Connor le golpeó de nuevo, pero Lowell apenas notó el dolor, sumido como estaba en una espiral de frustración. «Papá, ¿te acuerdas del incidente de la alergia? El doctor Carter confirmó que Delilah ni siquiera es alérgica al mango. ¡Y aun así acusó a Janice de intentar hacerle daño!»

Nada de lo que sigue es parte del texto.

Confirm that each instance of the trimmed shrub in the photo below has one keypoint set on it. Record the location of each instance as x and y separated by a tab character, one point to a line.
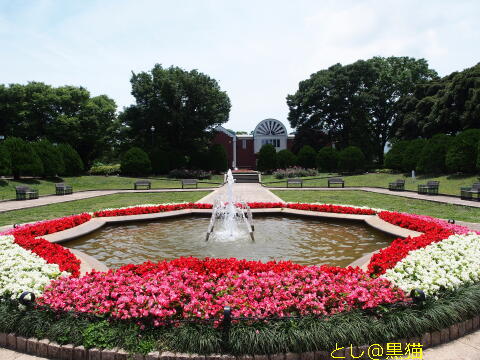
412	154
327	159
71	159
52	159
351	159
267	158
107	170
23	158
135	162
5	161
218	158
394	157
462	152
286	159
160	162
307	157
294	172
432	157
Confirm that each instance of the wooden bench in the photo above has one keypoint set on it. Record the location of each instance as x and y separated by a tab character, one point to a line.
63	189
336	181
26	193
142	183
397	185
294	182
186	182
470	193
430	188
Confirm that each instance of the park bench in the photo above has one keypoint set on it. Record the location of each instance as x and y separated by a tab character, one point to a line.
469	193
25	192
397	185
186	182
63	189
294	182
336	181
142	183
430	188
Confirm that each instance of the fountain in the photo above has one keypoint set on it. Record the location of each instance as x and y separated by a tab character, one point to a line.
230	217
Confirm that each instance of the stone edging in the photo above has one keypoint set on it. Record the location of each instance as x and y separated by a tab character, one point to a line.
52	350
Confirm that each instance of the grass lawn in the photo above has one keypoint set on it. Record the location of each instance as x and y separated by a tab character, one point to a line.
46	186
96	203
449	184
387	202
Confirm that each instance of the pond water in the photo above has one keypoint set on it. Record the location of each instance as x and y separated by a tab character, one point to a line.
302	240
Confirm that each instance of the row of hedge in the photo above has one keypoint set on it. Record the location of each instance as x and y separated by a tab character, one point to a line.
41	158
437	155
326	159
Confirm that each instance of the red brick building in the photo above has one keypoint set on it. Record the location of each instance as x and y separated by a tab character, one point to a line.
242	149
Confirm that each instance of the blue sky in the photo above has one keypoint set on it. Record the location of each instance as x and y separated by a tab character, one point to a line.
257	50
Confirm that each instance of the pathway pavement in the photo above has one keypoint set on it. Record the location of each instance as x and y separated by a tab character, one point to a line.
413	195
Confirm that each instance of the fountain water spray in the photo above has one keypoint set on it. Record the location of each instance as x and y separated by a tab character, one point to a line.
229	215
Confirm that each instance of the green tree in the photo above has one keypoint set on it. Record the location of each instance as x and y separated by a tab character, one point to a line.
267	158
72	161
432	157
307	157
23	158
327	159
5	161
351	101
286	159
412	154
52	159
218	158
135	162
448	105
394	157
179	106
351	159
462	152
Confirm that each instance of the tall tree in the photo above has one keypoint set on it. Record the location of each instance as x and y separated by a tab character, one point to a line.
175	108
356	104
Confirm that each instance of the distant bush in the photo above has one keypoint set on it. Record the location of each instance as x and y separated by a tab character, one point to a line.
218	158
71	159
5	161
327	159
102	169
294	172
394	157
286	159
189	174
23	158
51	157
462	152
267	158
135	162
307	157
351	159
411	155
432	156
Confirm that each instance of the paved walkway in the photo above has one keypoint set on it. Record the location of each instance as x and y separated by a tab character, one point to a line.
413	195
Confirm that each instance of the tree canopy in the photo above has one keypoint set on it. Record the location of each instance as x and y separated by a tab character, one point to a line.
357	104
175	108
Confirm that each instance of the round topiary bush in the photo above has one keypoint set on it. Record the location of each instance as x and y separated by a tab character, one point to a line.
462	152
286	159
307	157
351	159
327	159
71	159
23	158
135	162
267	158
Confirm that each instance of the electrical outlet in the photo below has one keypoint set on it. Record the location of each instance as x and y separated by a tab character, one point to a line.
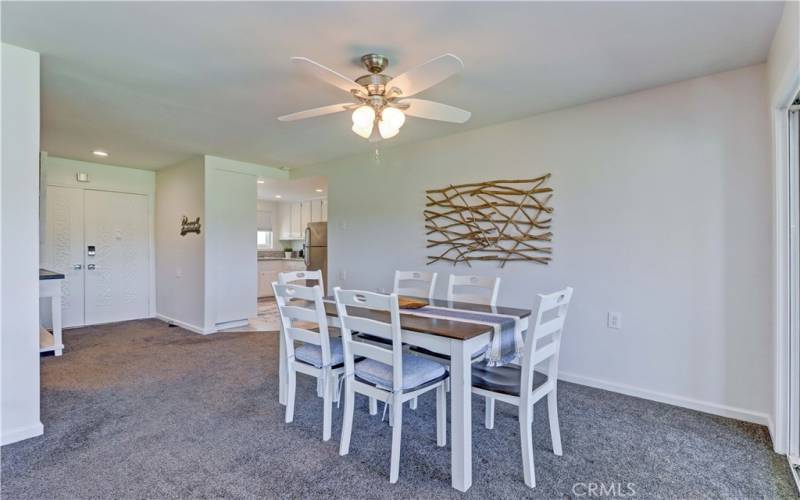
614	320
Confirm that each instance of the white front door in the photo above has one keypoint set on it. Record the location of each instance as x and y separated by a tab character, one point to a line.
117	256
64	249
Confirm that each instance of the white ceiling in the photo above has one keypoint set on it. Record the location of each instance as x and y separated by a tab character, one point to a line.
153	83
301	189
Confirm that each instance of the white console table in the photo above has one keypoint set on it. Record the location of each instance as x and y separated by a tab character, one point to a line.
50	287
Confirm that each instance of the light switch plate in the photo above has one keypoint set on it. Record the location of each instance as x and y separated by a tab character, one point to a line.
614	320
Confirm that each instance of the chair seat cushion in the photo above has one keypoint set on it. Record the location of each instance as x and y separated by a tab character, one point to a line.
503	379
417	372
312	354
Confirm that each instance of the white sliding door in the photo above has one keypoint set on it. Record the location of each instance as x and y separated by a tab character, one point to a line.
64	248
117	256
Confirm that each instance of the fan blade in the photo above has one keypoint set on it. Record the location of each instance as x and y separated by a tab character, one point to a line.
327	75
431	110
311	113
429	74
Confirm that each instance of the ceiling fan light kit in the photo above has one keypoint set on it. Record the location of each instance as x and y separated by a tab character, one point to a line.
382	99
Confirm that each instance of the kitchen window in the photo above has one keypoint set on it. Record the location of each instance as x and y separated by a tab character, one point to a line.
264	239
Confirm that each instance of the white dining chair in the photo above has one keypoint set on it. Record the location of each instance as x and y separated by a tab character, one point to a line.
415	283
303	276
319	355
523	386
473	289
386	374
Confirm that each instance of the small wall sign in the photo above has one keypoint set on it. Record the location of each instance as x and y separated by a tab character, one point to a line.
188	226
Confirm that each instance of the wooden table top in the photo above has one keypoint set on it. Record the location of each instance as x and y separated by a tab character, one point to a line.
449	328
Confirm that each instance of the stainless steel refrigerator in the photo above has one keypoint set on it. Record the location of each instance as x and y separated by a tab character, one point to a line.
315	249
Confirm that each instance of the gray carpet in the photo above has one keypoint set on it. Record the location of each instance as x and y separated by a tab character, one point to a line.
140	410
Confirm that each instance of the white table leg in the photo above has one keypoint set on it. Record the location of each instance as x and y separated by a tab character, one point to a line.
461	423
281	369
55	306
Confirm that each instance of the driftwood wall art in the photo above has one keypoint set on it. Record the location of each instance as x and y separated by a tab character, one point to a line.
502	220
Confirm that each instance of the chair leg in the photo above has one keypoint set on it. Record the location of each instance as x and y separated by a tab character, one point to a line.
397	428
441	416
373	406
327	405
526	443
489	412
291	387
347	418
555	431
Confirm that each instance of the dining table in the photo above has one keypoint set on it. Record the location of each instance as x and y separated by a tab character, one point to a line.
460	339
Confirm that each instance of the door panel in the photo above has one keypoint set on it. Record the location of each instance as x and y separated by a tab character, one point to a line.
117	287
63	250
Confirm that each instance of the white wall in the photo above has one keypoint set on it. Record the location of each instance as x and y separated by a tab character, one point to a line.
783	71
209	281
231	256
62	172
19	274
180	260
662	212
783	64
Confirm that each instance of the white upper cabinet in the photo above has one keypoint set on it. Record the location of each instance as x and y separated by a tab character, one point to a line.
294	216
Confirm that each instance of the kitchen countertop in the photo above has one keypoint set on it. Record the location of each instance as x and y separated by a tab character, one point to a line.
45	274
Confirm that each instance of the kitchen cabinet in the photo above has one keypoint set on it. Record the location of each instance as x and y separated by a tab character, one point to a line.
297	222
268	273
305	214
295	216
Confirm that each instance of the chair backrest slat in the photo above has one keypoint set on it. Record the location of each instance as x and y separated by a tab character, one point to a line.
371	351
300	313
415	283
306	307
349	303
473	289
302	277
370	326
554	306
303	335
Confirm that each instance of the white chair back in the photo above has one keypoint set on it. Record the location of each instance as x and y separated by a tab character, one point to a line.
303	305
473	289
352	306
414	283
294	276
548	325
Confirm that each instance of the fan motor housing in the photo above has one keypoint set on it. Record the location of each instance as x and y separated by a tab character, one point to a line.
374	83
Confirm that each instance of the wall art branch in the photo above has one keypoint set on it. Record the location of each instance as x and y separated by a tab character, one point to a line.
502	220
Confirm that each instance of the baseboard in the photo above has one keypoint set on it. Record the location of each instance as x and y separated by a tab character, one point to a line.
184	325
21	433
683	402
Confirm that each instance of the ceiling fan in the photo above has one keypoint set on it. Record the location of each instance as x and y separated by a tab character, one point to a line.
383	100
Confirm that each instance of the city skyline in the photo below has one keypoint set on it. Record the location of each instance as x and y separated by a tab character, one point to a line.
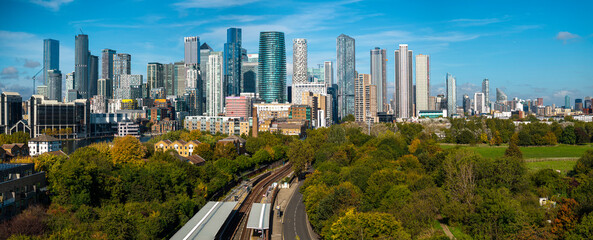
454	42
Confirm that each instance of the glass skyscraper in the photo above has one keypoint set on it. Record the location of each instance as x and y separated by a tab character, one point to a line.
51	57
81	65
346	74
451	95
379	75
272	67
232	62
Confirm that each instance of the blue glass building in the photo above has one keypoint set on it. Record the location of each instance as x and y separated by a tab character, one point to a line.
232	62
272	67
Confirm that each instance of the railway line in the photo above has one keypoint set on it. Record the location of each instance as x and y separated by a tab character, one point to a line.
237	227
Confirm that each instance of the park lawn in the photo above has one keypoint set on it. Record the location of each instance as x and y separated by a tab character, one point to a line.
542	152
563	166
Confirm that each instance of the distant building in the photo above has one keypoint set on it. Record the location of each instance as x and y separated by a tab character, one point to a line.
44	143
128	128
272	67
403	82
346	74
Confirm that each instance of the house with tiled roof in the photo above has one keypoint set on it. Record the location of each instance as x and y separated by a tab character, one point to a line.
44	143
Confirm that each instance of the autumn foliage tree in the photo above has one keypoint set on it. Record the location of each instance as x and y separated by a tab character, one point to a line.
127	149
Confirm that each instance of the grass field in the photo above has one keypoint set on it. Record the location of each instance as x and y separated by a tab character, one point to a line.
558	151
563	166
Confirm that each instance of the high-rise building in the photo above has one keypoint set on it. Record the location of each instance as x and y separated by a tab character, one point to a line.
169	79
500	96
479	103
466	104
214	84
81	67
11	110
93	75
232	62
51	57
180	78
403	94
249	76
54	85
379	76
272	67
486	91
122	64
346	74
107	56
155	76
451	95
328	67
192	51
299	69
299	61
365	99
105	88
422	82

«¡Basta!», gritó Delilah con voz aguda, con el rostro bañado en lágrimas y resentimiento. «Lowell, ¿por qué me odias tanto? ¡Está bien, me iré! ¿Es eso lo que quieres?». Se dio la vuelta y subió corriendo las escaleras.
«¡Delilah!».
Carman y Dotson la siguieron rápidamente y le bloquearon el paso.
«¡Déjenme ir!», sollozó Delilah con ojos desesperados. «Si me quedo, Lowell perderá completamente los estribos. No puedo permitir que eso suceda, aunque me malinterprete. Solo quiero que esté bien».
«¡Deja de fingir, Delilah!», gritó Lowell, con la voz temblorosa por la ira. «Lo investigué. El pudín que compró Janice no era de mango. Pero tú dijiste que era de mango, para incriminarla y ponernos en su contra». Por fin, la verdad salió a la luz.
Delilah palideció y se le doblaron las rodillas, cayendo al suelo.
Mientras caía, esbozó una sonrisa amarga. «Lowell, si esto te ayuda, di lo que quieras sobre mí».